Toy Safety

November 15, 1972

Report Outline
Pre-Christmas Concern about Toy Safety
Growth and Regulation of Toy Industry
Trends in Toy Manufacturing and Sales

Pre-Christmas Concern about Toy Safety

Estimates as to Number of Toy-Related Injuries

Tis The Season to be merry—and wary. Christmas, as Norman Rockwell-type posters and cards, advertising slogans and adult nostalgia attest, is mostly for children. To the typical American child, the important thing about Dec. 25 is opening his gifts. To a parent, it is often watching the youngster happily unwrapping his new playthings. An increasing number of parents, however, are concerned about whether the toys they purchase will continue to be a source of joy or whether they will cause injury or even death.

More than half of the children's toys purchased in this country are bought during the Christmas season. There are few statistics—none definitive—on how many children are hurt by the toys they receive then or at any other time during the year. Only a small minority injured by their playthings require hospitalization and thus show up in the accident figures. In addition, it is often difficult to determine whether mishaps result from inherently dangerous toys or from a child's abuse of a normally safe object. And how can psychological harm be measured?

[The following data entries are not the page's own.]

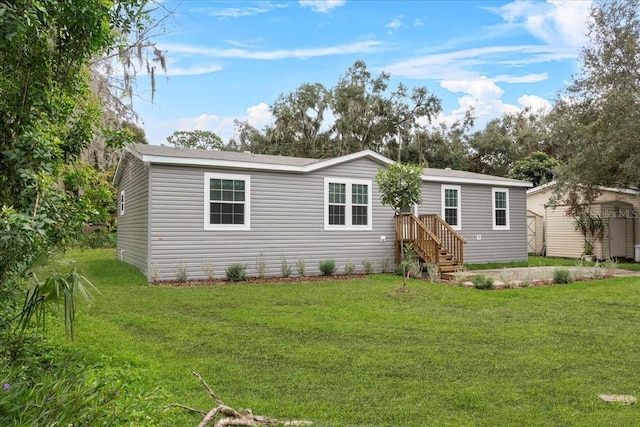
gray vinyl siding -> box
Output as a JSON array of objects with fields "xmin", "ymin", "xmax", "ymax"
[
  {"xmin": 149, "ymin": 158, "xmax": 394, "ymax": 280},
  {"xmin": 418, "ymin": 182, "xmax": 527, "ymax": 264},
  {"xmin": 117, "ymin": 155, "xmax": 149, "ymax": 273}
]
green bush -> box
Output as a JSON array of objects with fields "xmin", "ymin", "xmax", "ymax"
[
  {"xmin": 0, "ymin": 336, "xmax": 166, "ymax": 426},
  {"xmin": 296, "ymin": 258, "xmax": 307, "ymax": 277},
  {"xmin": 553, "ymin": 268, "xmax": 573, "ymax": 284},
  {"xmin": 471, "ymin": 274, "xmax": 493, "ymax": 290},
  {"xmin": 344, "ymin": 261, "xmax": 356, "ymax": 276},
  {"xmin": 319, "ymin": 259, "xmax": 336, "ymax": 276},
  {"xmin": 362, "ymin": 258, "xmax": 373, "ymax": 274},
  {"xmin": 225, "ymin": 264, "xmax": 247, "ymax": 282},
  {"xmin": 280, "ymin": 255, "xmax": 293, "ymax": 277}
]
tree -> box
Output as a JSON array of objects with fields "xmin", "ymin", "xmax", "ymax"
[
  {"xmin": 376, "ymin": 162, "xmax": 422, "ymax": 290},
  {"xmin": 167, "ymin": 130, "xmax": 224, "ymax": 150},
  {"xmin": 0, "ymin": 0, "xmax": 162, "ymax": 328},
  {"xmin": 271, "ymin": 83, "xmax": 331, "ymax": 159},
  {"xmin": 553, "ymin": 0, "xmax": 640, "ymax": 201},
  {"xmin": 509, "ymin": 151, "xmax": 560, "ymax": 187}
]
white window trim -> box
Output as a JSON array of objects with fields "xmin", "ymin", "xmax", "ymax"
[
  {"xmin": 324, "ymin": 177, "xmax": 373, "ymax": 231},
  {"xmin": 491, "ymin": 187, "xmax": 511, "ymax": 230},
  {"xmin": 204, "ymin": 172, "xmax": 251, "ymax": 231},
  {"xmin": 440, "ymin": 185, "xmax": 462, "ymax": 230}
]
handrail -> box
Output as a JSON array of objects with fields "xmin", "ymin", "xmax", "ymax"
[
  {"xmin": 419, "ymin": 214, "xmax": 467, "ymax": 264},
  {"xmin": 396, "ymin": 214, "xmax": 442, "ymax": 264}
]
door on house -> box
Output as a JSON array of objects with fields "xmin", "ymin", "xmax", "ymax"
[
  {"xmin": 609, "ymin": 218, "xmax": 627, "ymax": 258},
  {"xmin": 527, "ymin": 216, "xmax": 538, "ymax": 254}
]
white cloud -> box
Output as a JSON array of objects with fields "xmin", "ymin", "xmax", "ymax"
[
  {"xmin": 159, "ymin": 40, "xmax": 382, "ymax": 60},
  {"xmin": 199, "ymin": 2, "xmax": 287, "ymax": 18},
  {"xmin": 383, "ymin": 45, "xmax": 578, "ymax": 81},
  {"xmin": 491, "ymin": 73, "xmax": 549, "ymax": 83},
  {"xmin": 386, "ymin": 17, "xmax": 402, "ymax": 29},
  {"xmin": 142, "ymin": 102, "xmax": 273, "ymax": 145},
  {"xmin": 518, "ymin": 95, "xmax": 552, "ymax": 113},
  {"xmin": 298, "ymin": 0, "xmax": 346, "ymax": 13},
  {"xmin": 488, "ymin": 0, "xmax": 591, "ymax": 47},
  {"xmin": 246, "ymin": 102, "xmax": 273, "ymax": 129},
  {"xmin": 435, "ymin": 77, "xmax": 551, "ymax": 129},
  {"xmin": 167, "ymin": 64, "xmax": 222, "ymax": 77}
]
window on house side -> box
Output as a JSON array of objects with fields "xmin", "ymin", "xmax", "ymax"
[
  {"xmin": 204, "ymin": 173, "xmax": 250, "ymax": 230},
  {"xmin": 324, "ymin": 178, "xmax": 372, "ymax": 230},
  {"xmin": 491, "ymin": 188, "xmax": 509, "ymax": 230},
  {"xmin": 442, "ymin": 185, "xmax": 462, "ymax": 230}
]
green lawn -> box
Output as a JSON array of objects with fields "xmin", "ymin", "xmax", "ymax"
[
  {"xmin": 464, "ymin": 256, "xmax": 640, "ymax": 271},
  {"xmin": 53, "ymin": 250, "xmax": 640, "ymax": 426}
]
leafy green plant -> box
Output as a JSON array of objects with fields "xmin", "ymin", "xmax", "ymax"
[
  {"xmin": 319, "ymin": 259, "xmax": 336, "ymax": 276},
  {"xmin": 362, "ymin": 258, "xmax": 373, "ymax": 274},
  {"xmin": 256, "ymin": 253, "xmax": 267, "ymax": 279},
  {"xmin": 296, "ymin": 258, "xmax": 307, "ymax": 277},
  {"xmin": 344, "ymin": 261, "xmax": 356, "ymax": 276},
  {"xmin": 280, "ymin": 255, "xmax": 293, "ymax": 277},
  {"xmin": 149, "ymin": 261, "xmax": 162, "ymax": 283},
  {"xmin": 471, "ymin": 274, "xmax": 493, "ymax": 290},
  {"xmin": 200, "ymin": 259, "xmax": 215, "ymax": 281},
  {"xmin": 553, "ymin": 268, "xmax": 573, "ymax": 284},
  {"xmin": 175, "ymin": 261, "xmax": 187, "ymax": 282},
  {"xmin": 225, "ymin": 263, "xmax": 247, "ymax": 282}
]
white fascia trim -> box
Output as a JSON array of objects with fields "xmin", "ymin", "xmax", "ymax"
[
  {"xmin": 421, "ymin": 175, "xmax": 533, "ymax": 188},
  {"xmin": 138, "ymin": 150, "xmax": 393, "ymax": 173},
  {"xmin": 324, "ymin": 177, "xmax": 373, "ymax": 231},
  {"xmin": 491, "ymin": 187, "xmax": 511, "ymax": 230},
  {"xmin": 204, "ymin": 172, "xmax": 251, "ymax": 231}
]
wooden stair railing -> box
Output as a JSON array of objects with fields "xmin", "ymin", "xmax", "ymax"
[
  {"xmin": 418, "ymin": 214, "xmax": 467, "ymax": 266},
  {"xmin": 395, "ymin": 214, "xmax": 442, "ymax": 265}
]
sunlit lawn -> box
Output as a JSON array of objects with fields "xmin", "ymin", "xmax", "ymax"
[{"xmin": 55, "ymin": 250, "xmax": 640, "ymax": 426}]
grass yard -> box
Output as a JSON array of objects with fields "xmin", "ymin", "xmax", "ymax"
[
  {"xmin": 53, "ymin": 250, "xmax": 640, "ymax": 426},
  {"xmin": 464, "ymin": 255, "xmax": 640, "ymax": 271}
]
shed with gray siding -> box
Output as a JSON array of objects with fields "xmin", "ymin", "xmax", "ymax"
[
  {"xmin": 114, "ymin": 144, "xmax": 530, "ymax": 280},
  {"xmin": 418, "ymin": 168, "xmax": 532, "ymax": 263}
]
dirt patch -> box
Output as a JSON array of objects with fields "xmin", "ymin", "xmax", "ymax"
[{"xmin": 150, "ymin": 274, "xmax": 366, "ymax": 288}]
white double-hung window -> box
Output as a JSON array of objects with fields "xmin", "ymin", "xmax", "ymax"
[
  {"xmin": 204, "ymin": 173, "xmax": 251, "ymax": 230},
  {"xmin": 324, "ymin": 178, "xmax": 372, "ymax": 230}
]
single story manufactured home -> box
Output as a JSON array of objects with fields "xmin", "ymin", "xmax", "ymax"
[
  {"xmin": 114, "ymin": 144, "xmax": 531, "ymax": 280},
  {"xmin": 527, "ymin": 182, "xmax": 640, "ymax": 261}
]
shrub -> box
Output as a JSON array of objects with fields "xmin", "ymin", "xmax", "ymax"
[
  {"xmin": 200, "ymin": 259, "xmax": 215, "ymax": 280},
  {"xmin": 553, "ymin": 268, "xmax": 573, "ymax": 284},
  {"xmin": 380, "ymin": 255, "xmax": 391, "ymax": 273},
  {"xmin": 296, "ymin": 258, "xmax": 307, "ymax": 276},
  {"xmin": 175, "ymin": 261, "xmax": 187, "ymax": 282},
  {"xmin": 319, "ymin": 259, "xmax": 336, "ymax": 276},
  {"xmin": 256, "ymin": 253, "xmax": 267, "ymax": 279},
  {"xmin": 471, "ymin": 274, "xmax": 493, "ymax": 290},
  {"xmin": 344, "ymin": 261, "xmax": 356, "ymax": 276},
  {"xmin": 362, "ymin": 258, "xmax": 373, "ymax": 274},
  {"xmin": 149, "ymin": 261, "xmax": 162, "ymax": 283},
  {"xmin": 280, "ymin": 255, "xmax": 293, "ymax": 277},
  {"xmin": 225, "ymin": 264, "xmax": 247, "ymax": 282}
]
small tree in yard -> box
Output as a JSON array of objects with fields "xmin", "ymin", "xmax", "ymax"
[{"xmin": 376, "ymin": 163, "xmax": 422, "ymax": 291}]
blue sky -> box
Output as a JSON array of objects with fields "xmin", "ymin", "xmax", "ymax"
[{"xmin": 134, "ymin": 0, "xmax": 590, "ymax": 144}]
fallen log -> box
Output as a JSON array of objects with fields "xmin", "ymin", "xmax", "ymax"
[{"xmin": 169, "ymin": 371, "xmax": 313, "ymax": 427}]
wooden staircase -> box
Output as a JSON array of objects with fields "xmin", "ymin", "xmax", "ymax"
[{"xmin": 395, "ymin": 214, "xmax": 467, "ymax": 280}]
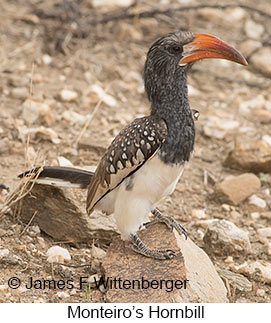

The most frequently quoted statistics on toy-related injuries were furnished in 1968 by the Department of Health, Education and Welfare. Hew estimated that toys—not including swings, slides, bicycles and sports equipment—caused 700,000 injuries a year. Walter Johnson, deputy director of the Food and Drug Administration's Injury Data and Control Center, told Editorial Research Reports that those figures—which he called a “very conservative guestimate”—were still the best available. They were widely publicized by the National Commission on Product Safety.